RLlib: Scalable Reinforcement Learning

RLlib is an open-source library for reinforcement learning that offers both high scalability and a unified API for a variety of applications.

_images/rllib-stack.svg

Learn more about RLlib’s design by reading the ICML paper. To get started, take a look over the custom env example and the API documentation.

Installation

RLlib has extra dependencies on top of ray. First, you’ll need to install either PyTorch or TensorFlow. Then, install the RLlib module:

pip install tensorflow  # or tensorflow-gpu
pip install ray[rllib]  # also recommended: ray[debug]

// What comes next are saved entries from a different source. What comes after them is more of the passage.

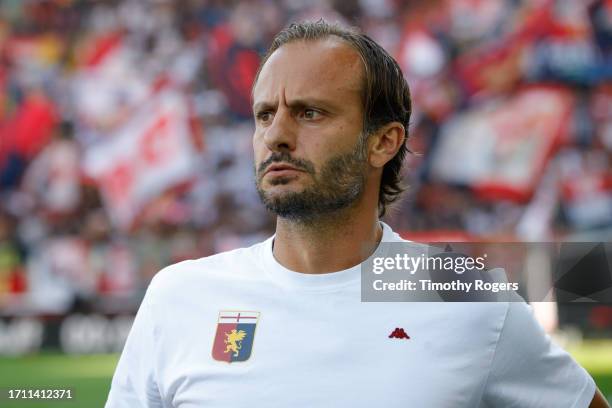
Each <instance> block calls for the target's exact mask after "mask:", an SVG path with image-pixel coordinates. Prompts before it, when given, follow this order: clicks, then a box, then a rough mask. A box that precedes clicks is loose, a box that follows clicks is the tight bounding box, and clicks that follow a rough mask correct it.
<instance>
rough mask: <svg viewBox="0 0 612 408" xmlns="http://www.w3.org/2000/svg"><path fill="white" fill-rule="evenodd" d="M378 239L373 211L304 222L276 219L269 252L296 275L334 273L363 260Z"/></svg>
mask: <svg viewBox="0 0 612 408" xmlns="http://www.w3.org/2000/svg"><path fill="white" fill-rule="evenodd" d="M381 239H382V226H381V225H380V223H379V222H378V213H377V212H376V209H374V211H367V212H363V211H359V209H355V208H353V209H347V210H345V211H344V212H342V213H338V212H335V213H333V214H329V215H327V216H321V217H318V218H317V219H316V220H309V221H307V222H306V221H304V222H302V221H293V220H288V219H286V218H280V217H279V218H278V219H277V224H276V236H275V239H274V249H273V253H274V257H275V258H276V260H277V261H278V262H280V263H281V264H282V265H283V266H285V267H286V268H288V269H291V270H293V271H296V272H302V273H326V272H336V271H340V270H343V269H348V268H351V267H353V266H355V265H358V264H359V263H361V262H362V261H364V260H365V259H366V258H367V257H368V256H370V255H371V254H372V253H373V252H374V250H375V249H376V247H377V246H378V243H379V242H380V240H381Z"/></svg>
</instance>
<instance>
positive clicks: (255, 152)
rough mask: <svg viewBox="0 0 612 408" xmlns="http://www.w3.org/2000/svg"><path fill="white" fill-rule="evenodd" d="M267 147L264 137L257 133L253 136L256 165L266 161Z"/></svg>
mask: <svg viewBox="0 0 612 408" xmlns="http://www.w3.org/2000/svg"><path fill="white" fill-rule="evenodd" d="M265 154H266V147H265V145H264V143H263V137H261V136H260V135H258V134H257V133H255V134H254V135H253V158H254V160H255V163H259V162H261V161H262V160H263V159H264V156H265Z"/></svg>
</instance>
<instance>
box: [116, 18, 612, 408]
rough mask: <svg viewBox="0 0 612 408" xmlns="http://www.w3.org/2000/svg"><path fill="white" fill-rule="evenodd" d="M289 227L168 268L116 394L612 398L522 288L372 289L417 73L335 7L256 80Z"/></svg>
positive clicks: (289, 36)
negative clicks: (346, 22)
mask: <svg viewBox="0 0 612 408" xmlns="http://www.w3.org/2000/svg"><path fill="white" fill-rule="evenodd" d="M253 102H254V104H253V109H254V115H255V124H256V129H255V133H254V136H253V147H254V152H255V161H256V163H255V168H256V182H257V188H258V191H259V193H260V195H261V198H262V200H263V202H264V203H265V205H266V206H267V207H268V208H269V209H270V210H271V211H274V212H275V213H276V214H277V216H278V218H277V227H276V234H275V236H274V237H272V238H270V239H268V240H266V241H265V242H263V243H261V244H257V245H254V246H253V247H250V248H245V249H239V250H235V251H231V252H227V253H221V254H218V255H215V256H211V257H208V258H203V259H199V260H194V261H187V262H182V263H179V264H177V265H173V266H170V267H168V268H166V269H165V270H163V271H161V272H160V273H159V274H157V275H156V277H155V278H154V279H153V281H152V283H151V285H150V286H149V289H148V291H147V294H146V296H145V298H144V300H143V302H142V305H141V307H140V310H139V312H138V314H137V316H136V319H135V322H134V326H133V328H132V331H131V332H130V335H129V337H128V340H127V343H126V345H125V349H124V351H123V354H122V356H121V359H120V361H119V365H118V367H117V371H116V373H115V376H114V378H113V383H112V388H111V391H110V395H109V399H108V402H107V407H109V408H112V407H246V406H255V407H379V406H380V407H389V408H391V407H406V406H410V407H426V408H429V407H509V406H513V407H586V406H589V403H591V406H592V407H606V406H607V404H606V403H605V402H604V400H603V398H602V397H601V396H600V395H599V393H596V387H595V384H594V382H593V380H592V379H591V377H590V376H589V375H588V374H587V373H586V372H585V371H584V370H583V369H582V368H581V367H579V366H578V365H577V364H576V363H575V362H574V361H573V360H572V359H571V358H570V357H569V356H568V355H567V354H566V353H565V352H563V351H562V350H561V349H559V348H558V347H556V346H554V345H552V344H551V343H550V342H549V340H548V338H547V337H545V335H544V333H543V332H542V330H541V329H540V327H539V326H538V324H537V323H536V322H535V321H534V319H533V317H532V315H531V313H530V311H529V309H528V307H527V306H526V305H525V304H523V303H510V302H505V303H504V302H499V303H475V302H473V303H421V302H405V303H362V302H361V301H360V268H359V264H360V263H361V262H362V261H363V260H364V259H366V258H367V257H368V256H369V255H371V254H372V253H373V252H374V251H375V250H376V248H377V247H378V245H379V242H381V241H395V242H399V241H401V239H400V238H399V236H398V235H396V234H395V233H394V232H393V231H392V230H391V229H390V228H389V227H388V226H387V225H385V224H383V223H381V222H380V221H379V216H380V215H381V214H382V213H384V211H385V208H386V206H387V205H388V204H389V203H390V202H392V201H393V200H395V199H396V198H397V197H398V195H399V193H400V192H401V188H400V187H399V184H398V183H399V170H400V167H401V163H402V160H403V158H404V155H405V154H406V151H407V149H406V129H407V127H408V122H409V118H410V96H409V91H408V86H407V84H406V82H405V80H404V78H403V76H402V73H401V70H400V68H399V67H398V65H397V63H396V62H395V61H394V60H393V59H392V58H391V57H390V56H389V55H388V54H387V53H386V52H385V51H384V50H383V49H382V48H381V47H380V46H378V45H377V44H376V43H374V42H373V41H372V40H371V39H369V38H368V37H366V36H364V35H361V34H357V33H354V32H352V31H348V30H345V29H342V28H339V27H336V26H332V25H328V24H327V23H325V22H323V21H319V22H317V23H305V24H297V25H292V26H291V27H289V28H288V29H286V30H284V31H283V32H281V33H280V34H279V35H278V36H277V37H276V39H275V40H274V42H273V44H272V47H271V49H270V50H269V52H268V54H267V56H266V57H265V58H264V61H263V62H262V66H261V67H260V71H259V73H258V76H257V79H256V81H255V84H254V87H253Z"/></svg>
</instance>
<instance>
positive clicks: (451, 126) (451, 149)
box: [432, 86, 573, 202]
mask: <svg viewBox="0 0 612 408" xmlns="http://www.w3.org/2000/svg"><path fill="white" fill-rule="evenodd" d="M572 111H573V97H572V95H571V94H570V93H568V91H567V90H565V89H563V88H557V87H548V86H532V87H527V88H525V89H523V90H522V91H520V92H519V93H518V94H517V95H515V96H513V97H512V98H509V99H508V100H505V101H503V102H500V103H497V104H495V105H493V106H491V105H486V106H483V107H476V108H474V109H472V110H469V111H467V112H464V113H460V114H458V115H456V116H455V117H453V118H452V119H451V120H449V121H448V122H447V123H446V124H445V125H444V126H443V128H442V130H441V137H440V141H439V142H438V144H437V145H436V146H435V148H434V152H433V165H432V176H433V177H434V178H435V179H438V180H441V181H444V182H449V183H453V184H458V185H466V186H469V187H471V188H472V189H473V190H474V191H475V193H477V194H478V195H479V196H481V197H483V198H487V199H509V200H514V201H518V202H525V201H527V200H529V199H530V198H531V196H532V195H533V192H534V190H535V187H536V186H537V184H538V181H539V180H540V178H541V176H542V174H543V173H544V169H545V167H546V164H547V162H548V160H549V159H550V157H551V155H552V154H553V152H554V151H555V149H556V148H557V147H558V146H559V145H560V144H562V143H563V142H564V139H565V137H566V132H567V129H568V123H569V122H568V121H569V120H570V119H571V113H572Z"/></svg>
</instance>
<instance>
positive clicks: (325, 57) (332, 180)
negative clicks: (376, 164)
mask: <svg viewBox="0 0 612 408" xmlns="http://www.w3.org/2000/svg"><path fill="white" fill-rule="evenodd" d="M363 71H364V68H363V63H362V62H361V59H360V56H359V54H358V53H357V51H355V50H354V49H353V48H351V47H350V46H349V45H347V44H345V43H343V42H341V41H340V40H338V39H334V38H331V39H325V40H320V41H308V42H305V41H296V42H293V43H289V44H285V45H283V46H282V47H280V48H279V49H278V50H276V51H275V52H274V53H273V54H272V55H271V56H270V58H269V59H268V61H267V62H266V64H265V65H264V67H263V68H262V70H261V73H260V76H259V79H258V81H257V84H256V85H255V88H254V90H253V111H254V115H255V124H256V128H255V134H254V135H253V148H254V152H255V172H256V183H257V190H258V192H259V195H260V197H261V199H262V201H263V202H264V204H265V205H266V207H268V209H270V210H272V211H273V212H275V213H276V214H277V215H279V216H281V217H285V218H289V219H294V220H309V219H314V218H317V216H319V215H322V214H329V213H332V212H335V211H337V210H340V209H343V208H347V207H350V206H351V205H352V204H354V203H355V202H356V201H357V200H358V199H359V198H360V197H361V195H362V194H363V190H364V186H365V175H366V167H367V165H366V158H367V151H366V144H365V140H364V138H363V137H362V123H363V108H362V101H361V88H362V86H363V85H362V84H363V76H364V73H363Z"/></svg>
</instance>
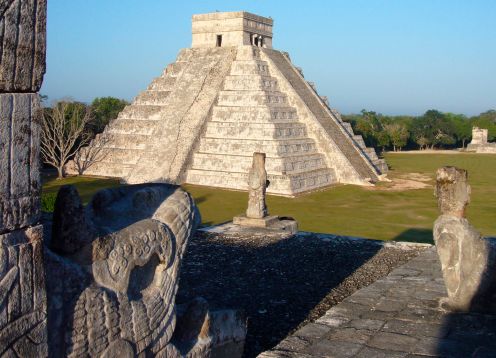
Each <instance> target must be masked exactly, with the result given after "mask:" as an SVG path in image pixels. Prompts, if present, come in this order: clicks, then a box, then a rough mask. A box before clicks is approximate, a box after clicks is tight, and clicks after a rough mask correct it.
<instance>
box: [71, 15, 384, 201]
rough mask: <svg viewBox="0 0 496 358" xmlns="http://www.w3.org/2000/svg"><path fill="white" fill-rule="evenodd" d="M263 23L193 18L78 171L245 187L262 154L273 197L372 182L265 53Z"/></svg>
mask: <svg viewBox="0 0 496 358" xmlns="http://www.w3.org/2000/svg"><path fill="white" fill-rule="evenodd" d="M272 26H273V20H272V19H269V18H264V17H260V16H257V15H253V14H250V13H247V12H228V13H212V14H203V15H194V16H193V44H192V47H191V48H189V49H183V50H181V51H180V53H179V55H178V57H177V60H176V62H174V63H173V64H170V65H168V66H167V68H166V69H165V71H164V72H163V74H162V75H161V76H160V77H158V78H156V79H154V80H153V82H152V83H151V84H150V85H149V87H148V88H147V90H146V91H144V92H142V93H141V94H140V95H138V96H137V97H136V99H135V100H134V101H133V103H132V104H131V105H129V106H127V107H126V108H125V109H124V110H123V111H122V112H121V113H120V114H119V116H118V117H117V119H115V120H113V121H112V122H111V123H110V124H109V125H108V126H107V128H106V129H105V131H104V132H103V133H102V134H101V135H99V136H97V138H95V140H94V141H93V142H92V143H91V145H90V146H89V147H87V148H83V150H82V152H81V153H80V154H81V158H82V159H83V160H82V162H83V163H84V164H85V165H84V167H86V168H85V171H84V173H85V174H89V175H100V176H109V177H119V178H122V180H123V181H124V182H126V183H144V182H171V183H190V184H197V185H206V186H213V187H221V188H229V189H241V190H245V189H247V184H246V178H247V173H248V170H249V168H250V165H251V160H252V155H253V153H254V152H263V153H266V155H267V160H266V167H267V172H268V178H269V180H270V182H271V184H270V186H269V188H268V192H269V193H273V194H280V195H289V196H292V195H295V194H298V193H301V192H305V191H309V190H314V189H318V188H322V187H325V186H329V185H331V184H335V183H352V184H359V185H368V184H369V183H374V182H376V181H378V180H380V179H381V177H382V174H383V173H384V172H385V171H386V170H387V166H386V164H385V162H384V161H383V160H381V159H378V158H377V156H376V154H375V151H374V149H373V148H367V147H366V146H365V144H364V142H363V139H362V137H361V136H357V135H354V133H353V131H352V129H351V126H350V125H349V124H348V123H346V122H343V121H342V120H341V118H340V115H339V114H338V113H337V112H336V111H334V110H332V109H331V108H330V107H329V106H328V104H327V101H326V99H325V98H324V97H321V96H319V94H318V93H317V92H316V90H315V87H314V86H313V85H312V84H311V83H309V82H307V81H306V80H305V79H304V77H303V74H302V72H301V70H299V69H298V68H297V67H295V66H294V65H293V64H292V63H291V61H290V58H289V55H288V54H287V53H285V52H280V51H276V50H273V49H272V48H271V47H272ZM92 153H97V154H96V155H95V154H92ZM85 161H86V162H85Z"/></svg>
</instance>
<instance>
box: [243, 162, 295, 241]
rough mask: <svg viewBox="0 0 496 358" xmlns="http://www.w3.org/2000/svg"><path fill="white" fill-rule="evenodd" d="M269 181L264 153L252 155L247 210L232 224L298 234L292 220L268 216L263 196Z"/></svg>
mask: <svg viewBox="0 0 496 358" xmlns="http://www.w3.org/2000/svg"><path fill="white" fill-rule="evenodd" d="M269 184H270V181H269V180H267V171H266V170H265V153H257V152H255V153H253V161H252V166H251V169H250V171H249V173H248V208H247V209H246V214H245V215H238V216H235V217H234V218H233V224H234V225H238V226H240V227H248V228H255V229H256V228H259V229H269V230H276V231H281V232H285V233H292V234H294V233H296V232H298V225H297V223H296V221H295V220H294V219H292V218H280V217H278V216H269V212H268V210H267V204H266V202H265V195H266V191H267V187H268V186H269Z"/></svg>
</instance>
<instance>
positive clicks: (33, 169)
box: [0, 93, 41, 233]
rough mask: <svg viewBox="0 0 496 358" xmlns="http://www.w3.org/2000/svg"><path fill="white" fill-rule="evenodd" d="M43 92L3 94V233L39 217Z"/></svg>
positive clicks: (37, 219) (1, 230) (2, 182)
mask: <svg viewBox="0 0 496 358" xmlns="http://www.w3.org/2000/svg"><path fill="white" fill-rule="evenodd" d="M40 115H41V109H40V103H39V96H38V94H32V93H16V94H0V118H1V120H0V153H2V155H1V156H0V173H1V175H0V233H2V232H6V231H9V230H15V229H18V228H22V227H26V226H29V225H32V224H34V223H36V222H37V221H38V219H39V215H40V212H39V200H40V189H41V185H40V172H39V166H40V164H39V136H40V126H39V116H40Z"/></svg>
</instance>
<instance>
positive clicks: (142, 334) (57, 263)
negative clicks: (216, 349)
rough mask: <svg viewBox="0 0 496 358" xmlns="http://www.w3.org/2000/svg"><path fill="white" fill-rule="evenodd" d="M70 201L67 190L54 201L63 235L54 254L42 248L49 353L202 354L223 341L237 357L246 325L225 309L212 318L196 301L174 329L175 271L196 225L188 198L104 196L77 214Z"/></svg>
mask: <svg viewBox="0 0 496 358" xmlns="http://www.w3.org/2000/svg"><path fill="white" fill-rule="evenodd" d="M75 196H77V193H76V192H75V190H74V189H71V188H67V187H66V188H64V189H63V190H62V192H61V194H60V197H59V198H57V205H56V212H55V213H54V217H55V218H58V220H59V221H58V222H59V224H60V225H61V228H54V230H53V233H54V235H55V236H54V237H53V239H52V244H51V245H52V247H54V246H55V247H56V248H57V249H58V254H57V253H55V252H53V251H51V250H48V249H47V259H46V266H47V272H48V279H47V288H48V303H49V306H48V307H49V311H48V327H49V345H50V349H51V354H53V355H54V356H82V355H91V356H99V355H103V356H109V357H113V356H116V355H117V354H122V355H124V356H126V355H131V356H136V355H140V354H146V355H151V356H167V357H180V356H184V355H187V356H188V357H200V356H206V355H208V354H210V353H212V351H213V350H215V349H217V348H219V347H221V346H224V345H225V344H231V345H232V347H238V348H239V347H241V350H242V347H243V342H244V335H245V334H246V326H245V321H243V319H242V318H239V317H238V316H236V315H235V313H233V312H231V311H227V312H225V313H224V316H223V319H222V320H213V319H212V316H215V314H216V313H214V312H210V311H209V310H208V306H207V305H206V302H204V301H203V300H196V301H194V302H192V303H191V304H190V305H189V306H188V307H187V308H186V309H185V310H181V314H180V319H179V320H178V325H179V326H177V325H176V319H177V315H176V306H175V295H176V291H177V285H178V273H179V269H180V264H181V261H182V257H183V254H184V251H185V248H186V245H187V242H188V240H189V238H190V236H191V235H192V233H193V232H194V230H195V229H196V227H197V225H198V224H199V222H200V216H199V213H198V211H197V209H196V206H195V205H194V203H193V200H192V198H191V197H190V196H189V195H188V194H187V193H186V192H184V191H182V190H181V189H180V188H178V187H176V186H172V185H165V184H158V185H137V186H127V187H122V188H116V189H107V190H102V191H100V192H98V193H97V194H95V196H94V197H93V199H92V201H91V202H90V203H89V204H88V206H87V207H86V208H84V210H82V207H81V206H80V205H79V203H80V200H79V199H78V198H75ZM66 207H67V208H66ZM65 216H67V217H65ZM75 216H79V218H75ZM71 223H72V224H73V228H72V229H71V228H70V227H69V225H70V224H71ZM55 224H56V223H55V222H54V225H55ZM71 241H72V242H71ZM181 325H182V326H181ZM176 329H177V330H176ZM65 331H66V332H67V334H65V335H61V334H59V332H65ZM175 331H176V336H175V337H174V338H173V334H174V332H175ZM232 349H234V348H232Z"/></svg>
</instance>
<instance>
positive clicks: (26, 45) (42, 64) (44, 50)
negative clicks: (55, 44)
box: [0, 0, 46, 93]
mask: <svg viewBox="0 0 496 358" xmlns="http://www.w3.org/2000/svg"><path fill="white" fill-rule="evenodd" d="M45 26H46V0H2V1H0V29H1V30H0V58H1V59H2V60H1V61H0V93H3V92H38V91H39V89H40V87H41V83H42V81H43V75H44V73H45V50H46V34H45Z"/></svg>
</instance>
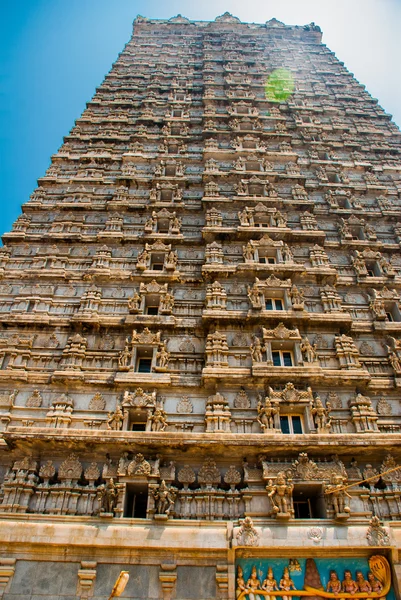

You might also want to clone the Ray repo for convenient access to RLlib helper scripts:

git clone https://github.com/ray-project/ray
cd ray/python/ray/rllib

Troubleshooting

If you encounter errors like blas_thread_init: pthread_create: Resource temporarily unavailable when using many workers, try setting OMP_NUM_THREADS=1. Similarly, check configured system limits with ulimit -a for other resource limit errors.

If you encounter out-of-memory errors, consider setting redis_max_memory and object_store_memory in ray.init() to reduce memory usage.

For debugging unexpected hangs or performance problems, you can run ray stack to dump the stack traces of all Ray workers on the current node, and ray timeline to dump a timeline visualization of tasks to a file.